I don't like this that much, I threw it together because it works. I am checking data from a server and this is sluggish. My main reason why I want an alternative is that I have a loading gif that runs when an AJAX call is started, I'll paste this code at the bottom just to show. It is running sluggish so I believe while the javascript is in the interval, it isn't able to render the gif so the moving image just stops.

Anyone know of an alternative to do what I want? I hope this makes sense?

function checkCondition(name,action){
    var timesRun = 0;
    var success = false;

        var interval = setInterval(function() {
            timesRun++;
            var container = {};
            container = mapSystem["desktop"];

            if(action === "delete"){
                var isExisting = name in container ;
                if ( !isExisting || (timesRun === 100)) {
                    //break out of this interval
                    clearInterval(interval);
                    renderCheckList();
                    success = true;
                } else {
                    // Update mapNodeData with fresh data
                    updateData('desktop', false); // Just updates data
                }
            }
        }, 2000);
}

// Code that I have to render a loading GIF. Works great but seems 
// to stop during the interval
$('#loading').hide().ajaxStart(function() {
                $(this).show();
             }).ajaxStop(function() {
                $(this).hide();
            });
Envin
  • 1,463
  • 8
  • 32
  • 69
  • 3
    AJAX has a SUCCESS callback, you should be able to determine when the service is finished by hooking up your code in there, not by polling for it. The A in AJAX = asynchronous. – Diodeus - James MacFarlane Mar 04 '13 at 21:05
  • Watch this link. This may be interesting for you (If I understand you right) .. http://stackoverflow.com/a/1269692/171318 – hek2mgl Mar 04 '13 at 21:06
  • 1
    For clarity, in the updateData call, I am running an ajax call to retrieve updated data from the server. – Envin Mar 04 '13 at 21:07
  • @Diodeus I have a few things already in the success callback that works great. This function is actually called in the success function of the main action (for the example when I delete a computer node in a javascript tree I have, this checks to ensure it is deleted before refreshing). The API call I am making to the backend needs to process so it may not be done by the time the javascript call finishes which is why I want to check manually. – Envin Mar 04 '13 at 21:09
  • The JavaScript "call" should not "finish" until the server sends a response. The server response generally indicates the process has completed. – Diodeus - James MacFarlane Mar 04 '13 at 21:12
  • 1
    Right, I receive a response but it is just a job response. The cloudstack software is processing the action in the background. It doesn't take long by any means but sometimes I noticed the javascript would be executing before it happened. For example, if I delete something, sometimes it needs to "stop" and then delete, so multiple things are happening. I'm trying to not explain too much of the backend since it isn't too important here (at least I don't think). – Envin Mar 04 '13 at 21:14
  • How much processing are you doing in `updateData`? Is there any way to cut-down/optimize this code? I think that would help with your loading.gif problems. – Ben Mar 04 '13 at 21:17
  • Not too much since I am narrowing it down by what I need. It is only one AJAX call in the above example. I used to load EVERYTHING before which is about 30 ajax calls, but I implemented caching and created `updateData` to update mapSystem with only what I need. – Envin Mar 04 '13 at 21:19
  • My other question is: Is the original ajax call returning anything useful? If not, maybe you should delay completing that request until all the updates on the server-side have completed. That would eliminate the need for the polling code. – Ben Mar 04 '13 at 21:31
  • It is returning JSON which I am using to render different levels of the jsTree I am creating. The user is selecting an action on the tree, which has already been rendered and the action takes place through an AJAX call and then I update the data by getting the data back to refresh the tree. – Envin Mar 05 '13 at 12:47

1 Answers1

1

If you use .ajax() instead of ajaxStart, you can set a function to execute when the action has completed:

From the docs:

complete

Type: Function( jqXHR jqXHR, String textStatus )

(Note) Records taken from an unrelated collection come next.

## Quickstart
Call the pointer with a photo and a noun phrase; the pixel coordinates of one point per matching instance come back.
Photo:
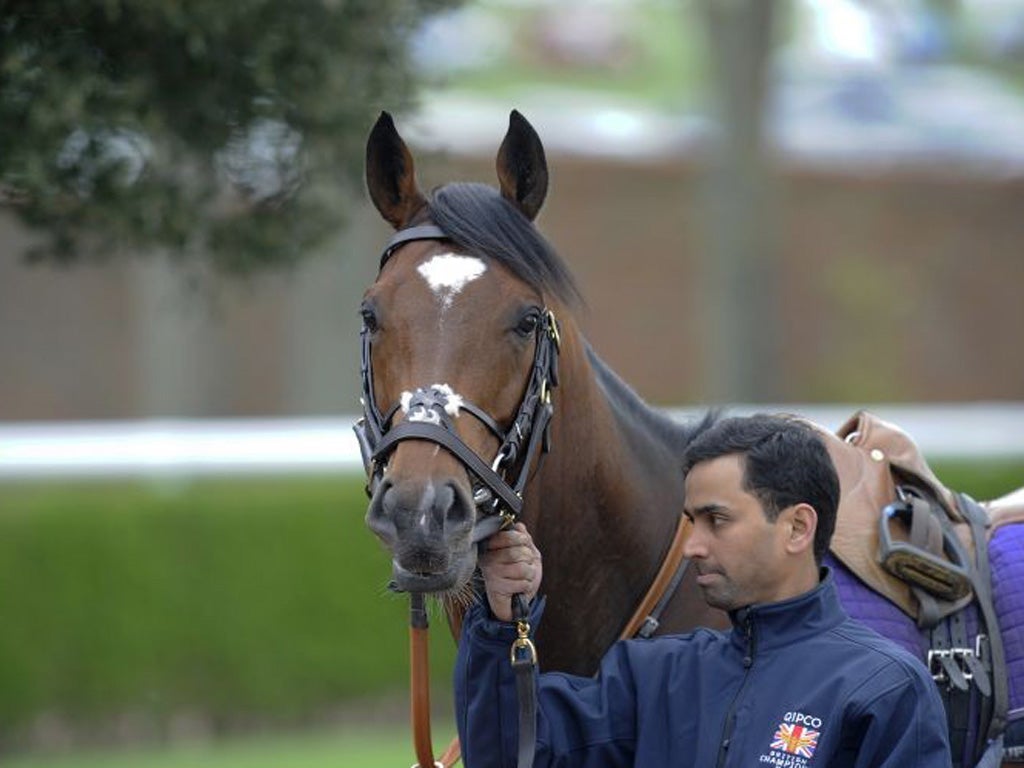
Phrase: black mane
(478, 218)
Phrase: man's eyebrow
(705, 509)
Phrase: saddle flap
(872, 457)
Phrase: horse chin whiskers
(459, 598)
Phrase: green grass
(243, 600)
(377, 747)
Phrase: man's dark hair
(784, 463)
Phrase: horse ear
(390, 174)
(522, 169)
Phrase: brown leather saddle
(899, 529)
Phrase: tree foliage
(222, 130)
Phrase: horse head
(459, 349)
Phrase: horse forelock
(480, 220)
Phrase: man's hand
(511, 565)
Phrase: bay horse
(473, 364)
(461, 313)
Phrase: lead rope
(522, 655)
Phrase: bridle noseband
(430, 412)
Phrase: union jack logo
(796, 739)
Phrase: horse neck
(603, 507)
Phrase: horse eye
(527, 324)
(369, 317)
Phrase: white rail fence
(975, 431)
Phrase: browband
(423, 231)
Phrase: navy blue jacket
(795, 684)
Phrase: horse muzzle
(428, 528)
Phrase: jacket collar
(790, 621)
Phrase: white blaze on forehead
(448, 273)
(450, 399)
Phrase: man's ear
(802, 522)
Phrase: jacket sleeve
(904, 725)
(582, 722)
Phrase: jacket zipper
(731, 716)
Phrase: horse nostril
(460, 509)
(380, 517)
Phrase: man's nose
(694, 546)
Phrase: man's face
(737, 553)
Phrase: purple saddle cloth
(1006, 552)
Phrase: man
(796, 684)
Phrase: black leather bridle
(499, 501)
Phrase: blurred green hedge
(229, 598)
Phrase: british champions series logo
(795, 740)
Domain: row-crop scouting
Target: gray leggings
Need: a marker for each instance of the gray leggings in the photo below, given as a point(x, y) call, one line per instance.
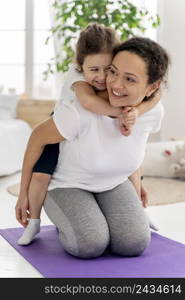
point(90, 222)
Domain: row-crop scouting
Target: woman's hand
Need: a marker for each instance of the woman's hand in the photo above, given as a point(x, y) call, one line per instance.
point(144, 196)
point(127, 119)
point(22, 210)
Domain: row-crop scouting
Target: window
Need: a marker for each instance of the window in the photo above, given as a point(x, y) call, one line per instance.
point(24, 26)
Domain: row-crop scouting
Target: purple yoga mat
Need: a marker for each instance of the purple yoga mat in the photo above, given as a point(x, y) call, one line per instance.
point(163, 258)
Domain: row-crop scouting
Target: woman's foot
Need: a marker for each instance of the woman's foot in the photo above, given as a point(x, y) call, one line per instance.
point(30, 231)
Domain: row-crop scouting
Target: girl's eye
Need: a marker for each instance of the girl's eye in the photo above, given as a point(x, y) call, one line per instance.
point(129, 79)
point(112, 72)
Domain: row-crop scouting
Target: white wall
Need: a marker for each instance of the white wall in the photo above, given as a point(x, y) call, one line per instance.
point(171, 35)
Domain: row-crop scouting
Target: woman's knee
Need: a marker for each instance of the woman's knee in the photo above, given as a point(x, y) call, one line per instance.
point(131, 244)
point(41, 178)
point(86, 246)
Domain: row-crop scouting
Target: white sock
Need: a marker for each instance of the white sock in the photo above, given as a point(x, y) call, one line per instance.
point(153, 224)
point(30, 231)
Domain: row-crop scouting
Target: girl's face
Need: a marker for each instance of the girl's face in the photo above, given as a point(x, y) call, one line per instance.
point(95, 69)
point(127, 80)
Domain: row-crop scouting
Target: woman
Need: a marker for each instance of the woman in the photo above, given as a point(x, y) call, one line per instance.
point(93, 196)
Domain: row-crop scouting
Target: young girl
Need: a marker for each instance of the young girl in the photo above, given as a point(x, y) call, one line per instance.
point(93, 57)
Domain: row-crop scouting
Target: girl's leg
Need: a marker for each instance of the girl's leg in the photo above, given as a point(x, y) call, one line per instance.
point(83, 230)
point(127, 221)
point(41, 176)
point(36, 195)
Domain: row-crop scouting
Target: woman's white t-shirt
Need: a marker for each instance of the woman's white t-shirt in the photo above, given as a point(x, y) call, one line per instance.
point(95, 156)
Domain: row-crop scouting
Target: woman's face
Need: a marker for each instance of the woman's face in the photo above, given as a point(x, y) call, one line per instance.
point(127, 80)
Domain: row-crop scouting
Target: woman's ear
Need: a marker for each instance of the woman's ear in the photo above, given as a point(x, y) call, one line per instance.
point(153, 87)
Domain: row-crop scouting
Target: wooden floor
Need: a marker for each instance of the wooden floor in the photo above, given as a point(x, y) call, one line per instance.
point(12, 264)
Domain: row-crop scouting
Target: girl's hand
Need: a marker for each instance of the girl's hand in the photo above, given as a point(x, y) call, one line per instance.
point(144, 196)
point(21, 210)
point(127, 119)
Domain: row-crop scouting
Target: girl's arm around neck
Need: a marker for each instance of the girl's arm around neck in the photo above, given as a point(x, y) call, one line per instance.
point(95, 102)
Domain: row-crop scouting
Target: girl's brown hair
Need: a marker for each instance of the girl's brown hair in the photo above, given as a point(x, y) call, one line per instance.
point(94, 39)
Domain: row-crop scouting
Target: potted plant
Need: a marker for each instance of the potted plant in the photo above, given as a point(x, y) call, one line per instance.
point(73, 15)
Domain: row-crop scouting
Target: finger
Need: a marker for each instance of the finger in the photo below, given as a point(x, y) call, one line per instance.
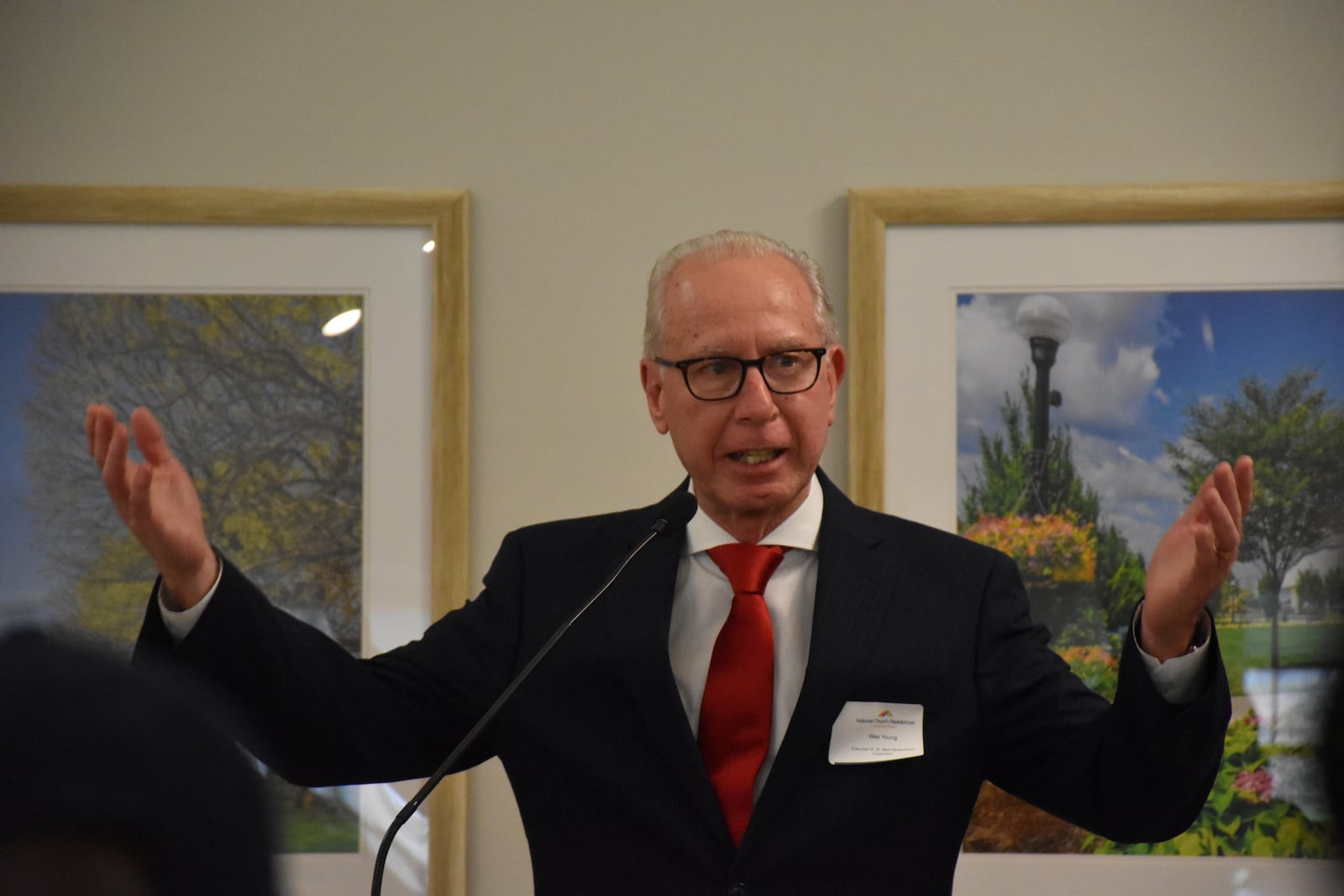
point(1245, 473)
point(1223, 520)
point(114, 468)
point(139, 496)
point(92, 426)
point(150, 437)
point(98, 425)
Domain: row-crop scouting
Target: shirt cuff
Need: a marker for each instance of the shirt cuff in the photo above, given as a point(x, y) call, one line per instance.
point(1179, 679)
point(181, 622)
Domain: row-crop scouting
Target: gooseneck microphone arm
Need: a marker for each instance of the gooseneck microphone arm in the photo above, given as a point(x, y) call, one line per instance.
point(674, 513)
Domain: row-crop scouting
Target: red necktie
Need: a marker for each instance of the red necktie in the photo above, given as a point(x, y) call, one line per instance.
point(739, 689)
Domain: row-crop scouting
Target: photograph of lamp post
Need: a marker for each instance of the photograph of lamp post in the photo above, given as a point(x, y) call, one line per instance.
point(1162, 385)
point(1043, 320)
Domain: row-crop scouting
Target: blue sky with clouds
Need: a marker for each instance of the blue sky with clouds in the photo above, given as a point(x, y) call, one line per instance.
point(1132, 363)
point(20, 317)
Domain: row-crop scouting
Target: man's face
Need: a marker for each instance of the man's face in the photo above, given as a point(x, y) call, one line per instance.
point(752, 456)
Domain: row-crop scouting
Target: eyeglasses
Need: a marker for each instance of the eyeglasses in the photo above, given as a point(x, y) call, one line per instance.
point(716, 379)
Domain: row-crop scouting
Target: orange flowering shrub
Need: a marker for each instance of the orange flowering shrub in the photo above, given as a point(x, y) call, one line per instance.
point(1047, 548)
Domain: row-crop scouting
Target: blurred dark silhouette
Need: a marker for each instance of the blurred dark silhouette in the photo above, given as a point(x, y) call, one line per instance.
point(120, 782)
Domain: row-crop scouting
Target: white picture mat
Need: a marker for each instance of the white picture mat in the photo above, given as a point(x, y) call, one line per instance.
point(387, 266)
point(927, 268)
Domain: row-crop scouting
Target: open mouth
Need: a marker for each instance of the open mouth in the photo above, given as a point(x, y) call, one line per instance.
point(757, 456)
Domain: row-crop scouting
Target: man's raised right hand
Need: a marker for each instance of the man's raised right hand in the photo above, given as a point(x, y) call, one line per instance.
point(156, 500)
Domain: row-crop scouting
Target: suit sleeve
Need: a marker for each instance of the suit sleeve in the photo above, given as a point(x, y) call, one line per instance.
point(1137, 770)
point(319, 715)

A function to be called when the request finishes (after success and error callbacks are executed). The function gets passed two arguments: The jqXHR (in jQuery 1.4.x, XMLHTTPRequest) object and a string categorizing the status of the request ("success", "notmodified", "error", "timeout", "abort", or "parsererror"). As of jQuery 1.5, the complete setting can accept an array of functions. Each function will be called in turn. This is an Ajax Event.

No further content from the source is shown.